Os contos de Brincar Com Armas são narrados ora na primeira, ora na terceira pessoa, quer seja ela testemunha, quer narrador onisciente ou escondido. Os diálogos são exceções, como em “Na Estrada”, no qual se encontram diálogos internos dentro da narração. Em “A Culpa” há até uma explicação para a ausência de diálogos. “Os dois não se falavam desde o triste dia: ele com suas dores e seus cabelos brancos; ela com suas vergonhas, suas culpas.

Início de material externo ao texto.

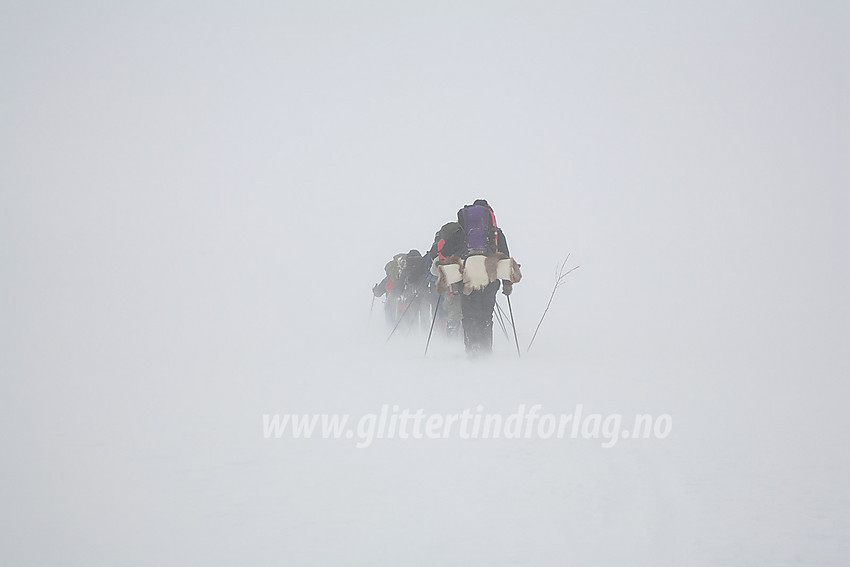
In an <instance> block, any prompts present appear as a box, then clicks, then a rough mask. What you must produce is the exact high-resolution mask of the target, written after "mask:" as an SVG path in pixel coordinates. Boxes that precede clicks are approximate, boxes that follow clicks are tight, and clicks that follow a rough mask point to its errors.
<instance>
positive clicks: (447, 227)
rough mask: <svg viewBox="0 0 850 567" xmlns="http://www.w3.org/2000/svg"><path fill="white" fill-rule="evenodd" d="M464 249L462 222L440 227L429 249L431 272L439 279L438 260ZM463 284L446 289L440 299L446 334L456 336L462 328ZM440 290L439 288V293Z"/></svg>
mask: <svg viewBox="0 0 850 567" xmlns="http://www.w3.org/2000/svg"><path fill="white" fill-rule="evenodd" d="M462 249H463V230H462V229H461V227H460V224H458V223H456V222H449V223H446V224H444V225H443V226H442V227H440V230H438V231H437V232H436V234H434V243H433V244H432V245H431V249H430V250H429V251H428V253H427V256H429V257H430V258H431V259H432V264H431V274H432V276H433V277H434V279H435V283H436V280H437V276H439V271H438V262H443V263H445V261H446V260H448V259H449V258H453V257H455V258H456V257H457V256H456V255H457V254H459V253H460V252H461V251H462ZM461 290H462V284H459V283H458V284H455V287H454V289H451V288H449V289H446V290H444V291H443V293H442V296H443V297H442V299H441V300H440V309H439V313H438V315H439V316H440V318H441V324H443V322H444V324H445V330H446V336H447V337H448V338H450V339H451V338H454V337H456V336H457V334H458V331H459V330H460V328H461V319H462V313H461V306H460V292H461ZM439 292H440V290H439V289H437V293H439Z"/></svg>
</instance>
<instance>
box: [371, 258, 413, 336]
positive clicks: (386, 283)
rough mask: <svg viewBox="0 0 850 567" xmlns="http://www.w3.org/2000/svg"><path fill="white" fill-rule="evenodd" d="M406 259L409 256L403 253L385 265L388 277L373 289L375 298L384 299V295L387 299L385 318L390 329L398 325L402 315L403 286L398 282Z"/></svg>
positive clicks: (385, 305) (384, 314)
mask: <svg viewBox="0 0 850 567" xmlns="http://www.w3.org/2000/svg"><path fill="white" fill-rule="evenodd" d="M406 259H407V254H405V253H403V252H402V253H399V254H396V255H395V256H393V257H392V260H390V261H389V262H387V263H386V265H384V273H385V274H386V277H384V279H383V280H381V282H380V283H377V284H375V287H373V288H372V294H373V295H374V296H375V297H382V296H384V295H386V297H387V298H386V300H385V301H384V317H385V319H386V322H387V325H388V326H390V327H392V326H394V325H395V324H396V321H397V319H398V317H399V316H400V315H401V309H402V306H401V291H402V287H403V286H400V285H399V284H398V280H399V275H400V274H401V271H402V269H403V268H404V265H405V262H406Z"/></svg>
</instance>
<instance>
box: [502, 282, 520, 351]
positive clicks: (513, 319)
mask: <svg viewBox="0 0 850 567" xmlns="http://www.w3.org/2000/svg"><path fill="white" fill-rule="evenodd" d="M505 297H507V298H508V312H509V313H510V314H511V327H513V328H514V342H516V354H517V356H518V357H520V358H522V355H521V354H520V352H519V339H518V338H517V336H516V324H514V310H513V308H512V307H511V296H510V295H506V296H505Z"/></svg>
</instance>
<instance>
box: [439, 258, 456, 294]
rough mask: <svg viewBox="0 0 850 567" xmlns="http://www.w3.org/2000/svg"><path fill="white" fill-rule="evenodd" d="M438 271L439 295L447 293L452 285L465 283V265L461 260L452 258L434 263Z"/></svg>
mask: <svg viewBox="0 0 850 567" xmlns="http://www.w3.org/2000/svg"><path fill="white" fill-rule="evenodd" d="M434 266H436V269H437V272H438V274H437V293H446V292H447V291H449V288H451V286H452V284H454V283H458V282H460V281H463V275H462V274H461V270H462V269H463V264H462V261H461V260H460V258H456V257H454V256H452V257H451V258H448V259H445V260H437V261H436V262H434Z"/></svg>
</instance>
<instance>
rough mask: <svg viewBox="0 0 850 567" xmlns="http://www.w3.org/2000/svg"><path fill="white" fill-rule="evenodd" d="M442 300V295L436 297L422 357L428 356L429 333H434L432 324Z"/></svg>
mask: <svg viewBox="0 0 850 567" xmlns="http://www.w3.org/2000/svg"><path fill="white" fill-rule="evenodd" d="M442 298H443V294H442V293H441V294H440V295H438V296H437V305H436V306H435V307H434V317H433V318H432V319H431V329H430V330H429V331H428V342H426V343H425V354H424V355H422V356H428V345H430V344H431V333H433V332H434V323H435V322H436V321H437V311H438V310H439V309H440V300H441V299H442Z"/></svg>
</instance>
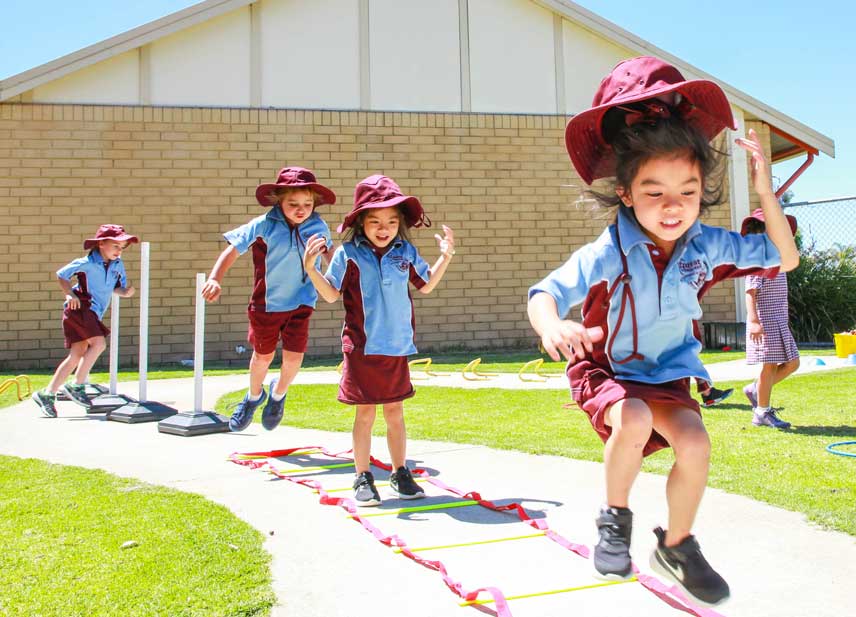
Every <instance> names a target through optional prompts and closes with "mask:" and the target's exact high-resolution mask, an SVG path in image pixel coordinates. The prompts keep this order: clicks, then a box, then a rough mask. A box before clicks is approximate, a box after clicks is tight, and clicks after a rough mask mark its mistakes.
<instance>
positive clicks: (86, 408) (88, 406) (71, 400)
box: [62, 383, 92, 409]
mask: <svg viewBox="0 0 856 617" xmlns="http://www.w3.org/2000/svg"><path fill="white" fill-rule="evenodd" d="M62 391H63V392H65V395H66V396H67V397H68V400H70V401H73V402H75V403H77V404H78V405H80V406H81V407H83V408H85V409H89V408H90V407H92V400H91V399H90V398H89V395H87V394H86V384H83V383H79V384H78V383H67V384H65V385H63V387H62Z"/></svg>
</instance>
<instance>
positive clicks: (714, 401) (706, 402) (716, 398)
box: [701, 387, 734, 407]
mask: <svg viewBox="0 0 856 617" xmlns="http://www.w3.org/2000/svg"><path fill="white" fill-rule="evenodd" d="M732 394H734V388H728V390H720V389H719V388H713V387H711V389H710V390H709V391H708V393H707V394H702V395H701V400H702V402H703V403H704V406H705V407H710V406H711V405H716V404H717V403H721V402H722V401H724V400H725V399H727V398H728V397H729V396H731V395H732Z"/></svg>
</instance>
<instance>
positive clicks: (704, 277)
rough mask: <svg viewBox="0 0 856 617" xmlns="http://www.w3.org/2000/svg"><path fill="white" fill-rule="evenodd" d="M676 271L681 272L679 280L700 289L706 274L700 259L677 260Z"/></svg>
mask: <svg viewBox="0 0 856 617" xmlns="http://www.w3.org/2000/svg"><path fill="white" fill-rule="evenodd" d="M678 271H679V272H680V274H681V282H682V283H686V284H687V285H689V286H690V287H692V288H693V289H701V286H702V285H704V279H705V277H706V276H707V268H705V267H704V264H703V263H702V261H701V260H700V259H693V260H692V261H678Z"/></svg>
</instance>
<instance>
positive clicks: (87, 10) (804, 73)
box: [0, 0, 856, 201]
mask: <svg viewBox="0 0 856 617" xmlns="http://www.w3.org/2000/svg"><path fill="white" fill-rule="evenodd" d="M304 1H305V0H304ZM354 1H356V0H354ZM192 4H195V2H193V1H188V0H146V2H139V3H130V2H129V3H125V2H115V1H114V0H75V1H73V2H69V1H68V0H62V1H59V0H41V1H37V0H28V1H21V0H2V13H0V15H1V16H2V20H0V79H3V78H6V77H9V76H11V75H15V74H17V73H20V72H22V71H25V70H27V69H30V68H33V67H35V66H38V65H40V64H43V63H45V62H48V61H50V60H53V59H55V58H57V57H59V56H62V55H65V54H67V53H71V52H73V51H76V50H78V49H80V48H82V47H85V46H87V45H91V44H93V43H97V42H99V41H101V40H103V39H105V38H108V37H110V36H113V35H115V34H119V33H121V32H124V31H126V30H130V29H131V28H134V27H136V26H139V25H142V24H144V23H146V22H149V21H152V20H154V19H157V18H159V17H162V16H164V15H167V14H169V13H171V12H173V11H177V10H180V9H182V8H185V7H187V6H190V5H192ZM578 4H580V5H582V6H584V7H585V8H587V9H589V10H591V11H592V12H594V13H597V14H598V15H600V16H601V17H604V18H605V19H608V20H609V21H612V22H614V23H616V24H618V25H619V26H621V27H622V28H624V29H626V30H629V31H630V32H632V33H634V34H636V35H638V36H639V37H641V38H643V39H646V40H648V41H650V42H651V43H653V44H654V45H656V46H657V47H660V48H661V49H664V50H666V51H667V52H669V53H671V54H673V55H675V56H677V57H679V58H682V59H683V60H685V61H687V62H689V63H690V64H693V65H695V66H696V67H698V68H699V69H701V70H703V71H705V72H707V73H710V74H712V75H715V76H716V77H717V78H719V79H721V80H723V81H725V82H726V83H729V84H731V85H732V86H734V87H736V88H738V89H740V90H743V91H744V92H746V93H747V94H749V95H751V96H753V97H755V98H757V99H759V100H761V101H763V102H764V103H767V104H768V105H770V106H772V107H773V108H775V109H778V110H779V111H781V112H783V113H785V114H787V115H789V116H791V117H792V118H795V119H796V120H799V121H800V122H802V123H804V124H807V125H808V126H810V127H811V128H813V129H815V130H817V131H819V132H821V133H823V134H824V135H827V136H829V137H831V138H832V139H834V141H835V147H836V158H835V159H832V158H830V157H828V156H826V155H821V156H820V157H819V158H818V159H817V160H816V161H815V163H814V164H813V165H812V166H811V167H810V168H809V169H808V170H807V171H806V172H805V173H804V174H803V176H802V177H801V178H800V179H799V180H797V182H796V184H794V186H793V191H794V195H795V201H806V200H814V199H824V198H831V197H839V196H845V195H856V114H854V113H852V112H851V111H850V110H853V109H854V108H856V79H854V76H853V74H854V69H856V36H854V35H853V33H852V31H851V30H852V27H853V24H854V22H856V5H854V4H852V3H851V2H848V1H846V0H814V1H812V2H811V3H810V5H808V4H806V3H805V2H799V3H797V2H796V1H794V0H761V1H759V2H752V1H751V0H749V1H747V0H739V1H738V0H716V1H706V0H692V1H690V0H684V1H683V2H678V1H676V0H661V1H660V2H656V3H650V2H640V1H639V0H579V1H578ZM801 162H802V158H800V159H799V160H796V161H793V162H787V163H782V164H780V165H777V166H776V167H775V168H774V173H775V174H776V175H777V176H779V177H780V178H782V180H784V179H786V178H787V177H789V176H790V174H791V172H792V171H793V170H794V169H796V168H797V167H798V166H799V165H800V164H801Z"/></svg>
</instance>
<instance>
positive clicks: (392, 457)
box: [383, 401, 407, 470]
mask: <svg viewBox="0 0 856 617" xmlns="http://www.w3.org/2000/svg"><path fill="white" fill-rule="evenodd" d="M383 419H384V420H386V445H387V446H389V457H390V458H391V459H392V469H393V470H396V469H398V468H399V467H404V464H405V461H406V458H407V427H405V425H404V402H403V401H398V402H397V403H385V404H384V406H383Z"/></svg>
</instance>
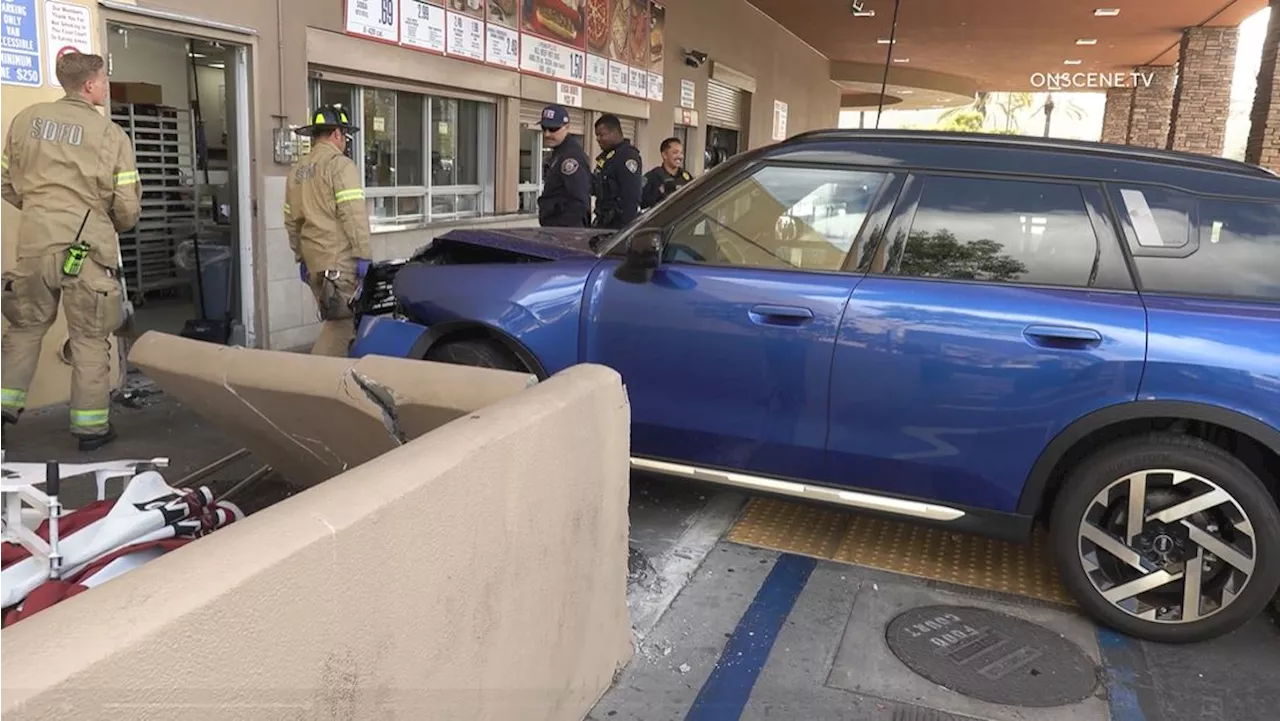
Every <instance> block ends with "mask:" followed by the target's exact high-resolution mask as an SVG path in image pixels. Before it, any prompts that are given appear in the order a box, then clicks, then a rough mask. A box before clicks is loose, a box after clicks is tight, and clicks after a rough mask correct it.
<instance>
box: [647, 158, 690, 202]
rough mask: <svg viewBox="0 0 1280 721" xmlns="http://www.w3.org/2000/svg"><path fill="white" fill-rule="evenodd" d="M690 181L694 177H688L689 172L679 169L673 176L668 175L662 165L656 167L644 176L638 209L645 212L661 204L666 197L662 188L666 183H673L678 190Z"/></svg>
mask: <svg viewBox="0 0 1280 721" xmlns="http://www.w3.org/2000/svg"><path fill="white" fill-rule="evenodd" d="M692 179H694V177H692V175H690V174H689V170H685V169H684V168H680V169H678V170H676V173H675V174H672V173H668V172H667V169H666V168H663V166H662V165H658V166H657V168H654V169H653V170H649V172H648V173H645V175H644V192H641V193H640V209H641V210H646V209H649V207H653V206H655V205H658V204H659V202H662V201H663V198H666V197H667V193H664V192H663V187H664V186H666V184H667V183H668V182H671V183H673V184H675V186H676V187H677V188H678V187H682V186H684V184H685V183H687V182H690V181H692ZM668 192H669V191H668Z"/></svg>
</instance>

Calaram-se, como se houvessem compreendido a inutilidade das palavras, o quanto elas poderiam agravar tudo aquilo”. Por isso, o silêncio dos personagens dentro de casa, na amplidão da casa, sempre a vagar (o rapaz) pela casa noite adentro.

                A linguagem é a da narração espontânea, sem rodeios, objetiva, seja na primeira, seja na terceira pessoa, sem descrições longas e enfadonhas e sem aqueles tradicionais e vulgares diálogos diretos, tão frequentes na literatura regionalista ou regionalizada de alguns prosadores.

Fonte:
MACIEL, Nilto. Contistas do Ceará: D’A Quinzena ao Caos Portátil. Fortaleza/CE: Imprece, 2008.